With this notebook we continue our analysis of bikeshare dataset.
In this part we will do machine learning steps in order to predict the bike rentals for the given Kaggle test set and submit it to the Kaggle

time

In the previous post, we prepared the dataset partially
We created new columns and dropped the outliers regarding to the "count" column
Now we start by loading the dataset and continue to prepare it before applying machine learning algorithms

Outline:¶

About Time Data
Trigonometric functions for cyclic time data transformation
Data Split
TimeSeriesSplit for the cross validation
Sklearn Pipeline
Interpratation of RSMLE metric
Creating a custom scoring function
Kaggle submission

In [1]:

# Import the necessary modules
import pandas as pd
import matplotlib.pyplot as plt
import seaborn as sns
import numpy as np

from sklearn.preprocessing import StandardScaler
from sklearn.model_selection import TimeSeriesSplit
from sklearn.linear_model import LinearRegression
from sklearn.model_selection import train_test_split
from sklearn.model_selection import cross_val_score
from sklearn.metrics import r2_score
from sklearn.metrics import mean_squared_error
from sklearn.metrics import make_scorer
from sklearn.pipeline import Pipeline

import warnings 
warnings.filterwarnings("ignore")

%matplotlib inline
sns.set()

Let's remind our dataset¶

Kaggle terms for the dataset:¶

The training set is comprised of the first 19 days of each month, while the test set comprised of the days from 20th to the end of the month for each month.
Predict the total count of bikes rented during each hour covered by the test set, using only information available prior to the rental period.

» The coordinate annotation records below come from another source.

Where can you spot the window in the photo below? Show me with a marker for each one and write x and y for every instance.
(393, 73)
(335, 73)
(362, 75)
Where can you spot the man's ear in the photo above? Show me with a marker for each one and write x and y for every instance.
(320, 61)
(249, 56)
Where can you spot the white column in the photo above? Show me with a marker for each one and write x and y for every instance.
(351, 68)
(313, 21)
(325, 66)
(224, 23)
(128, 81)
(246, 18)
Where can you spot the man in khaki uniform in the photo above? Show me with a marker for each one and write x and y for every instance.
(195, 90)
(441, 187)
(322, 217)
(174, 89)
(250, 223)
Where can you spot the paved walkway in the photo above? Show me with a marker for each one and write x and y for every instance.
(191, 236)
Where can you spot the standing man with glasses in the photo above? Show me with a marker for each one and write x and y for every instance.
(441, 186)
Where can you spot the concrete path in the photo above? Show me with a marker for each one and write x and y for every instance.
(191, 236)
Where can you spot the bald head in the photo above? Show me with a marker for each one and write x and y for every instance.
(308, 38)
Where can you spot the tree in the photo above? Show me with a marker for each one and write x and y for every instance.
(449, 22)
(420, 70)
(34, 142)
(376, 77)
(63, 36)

Here is the Kaggle link for the dataset

In [2]:

# Read the bike_data_inliers
bike_data=pd.read_csv("bike_data_inliers.csv", parse_dates=["datetime"], index_col="datetime")
bike_data.head(3)

Out[2]:

	season	holiday	workingday	weather	temp	atemp	humidity	windspeed	casual	registered	count	month	weekday	hour
datetime
2011-01-01 00:00:00	1	0	0	1	9.84	14.395	81	0.0	3	13	16	1	5	0
2011-01-01 01:00:00	1	0	0	1	9.02	13.635	80	0.0	8	32	40	1	5	1
2011-01-01 02:00:00	1	0	0	1	9.02	13.635	80	0.0	5	27	32	1	5	2

In [3]:

## Filter out the casual and registered columns and 
## high correlated columns "season" (correlated with "month") and "atemp" (correlated with "temp") should be omitted
## Also in the previous post we noticed that the data record in the "weather" column is not relaible
## We will also drop it
bike_data= bike_data.drop(["casual", "registered", "season", "atemp", "weather"], axis=1)
bike_data.head(3)

Out[3]:

	holiday	workingday	temp	humidity	windspeed	count	month	weekday	hour
datetime
2011-01-01 00:00:00	0	0	9.84	81	0.0	16	1	5	0
2011-01-01 01:00:00	0	0	9.02	80	0.0	40	1	5	1
2011-01-01 02:00:00	0	0	9.02	80	0.0	32	1	5	2

About Time Data¶

Since our data is a timeseries, i.e data recorded with a time dimension, we need to take into account the timeseries practices.

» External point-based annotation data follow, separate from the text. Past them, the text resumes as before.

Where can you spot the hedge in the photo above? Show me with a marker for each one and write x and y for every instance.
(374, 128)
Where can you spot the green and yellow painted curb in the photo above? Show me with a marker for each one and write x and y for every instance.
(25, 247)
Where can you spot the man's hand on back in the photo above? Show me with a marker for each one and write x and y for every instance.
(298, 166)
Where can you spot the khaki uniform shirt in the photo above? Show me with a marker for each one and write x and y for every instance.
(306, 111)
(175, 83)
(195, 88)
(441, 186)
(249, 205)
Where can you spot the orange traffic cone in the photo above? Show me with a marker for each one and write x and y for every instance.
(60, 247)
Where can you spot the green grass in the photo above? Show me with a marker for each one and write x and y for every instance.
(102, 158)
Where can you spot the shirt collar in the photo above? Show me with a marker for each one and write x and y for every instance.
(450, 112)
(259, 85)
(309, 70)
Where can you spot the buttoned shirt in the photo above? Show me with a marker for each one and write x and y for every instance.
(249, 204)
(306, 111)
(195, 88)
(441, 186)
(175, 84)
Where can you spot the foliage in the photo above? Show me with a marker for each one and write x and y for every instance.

Firstly, we need to be aware of the cyclic nature of our time data

As we walked through the time frame charts in the previous post, we saw that month and hour variables are very predictive over the number of bike rentals.

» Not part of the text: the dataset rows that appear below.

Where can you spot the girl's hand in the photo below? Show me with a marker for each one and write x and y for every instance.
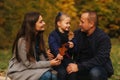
(59, 57)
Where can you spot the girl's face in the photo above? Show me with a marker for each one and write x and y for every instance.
(39, 26)
(64, 23)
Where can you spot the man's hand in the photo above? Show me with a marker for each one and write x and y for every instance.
(72, 67)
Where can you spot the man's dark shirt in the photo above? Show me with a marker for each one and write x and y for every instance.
(93, 50)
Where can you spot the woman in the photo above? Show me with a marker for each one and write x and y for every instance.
(29, 55)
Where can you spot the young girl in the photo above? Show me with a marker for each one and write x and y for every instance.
(29, 56)
(56, 39)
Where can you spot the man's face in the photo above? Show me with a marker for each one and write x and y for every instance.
(84, 23)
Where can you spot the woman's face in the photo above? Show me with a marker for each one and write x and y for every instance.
(39, 26)
(64, 23)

This is very resaonable as we might expect that the bike usage and rentals during January is less than May due to the weather conditions and rentals at 3am in the morning is less than at 14h, during the day.

So we should use the "month" and "hour" data as features for our models. However, we have a problem of how to utilize these features.
We need to keep them numeric for the machine learning algorithms but if we use them without any transformation, it would not be so smart practice.

To make it clearer here is a question:

Which one would you expect is more similar to the bike rentals in January: rentals in December or rentals in May?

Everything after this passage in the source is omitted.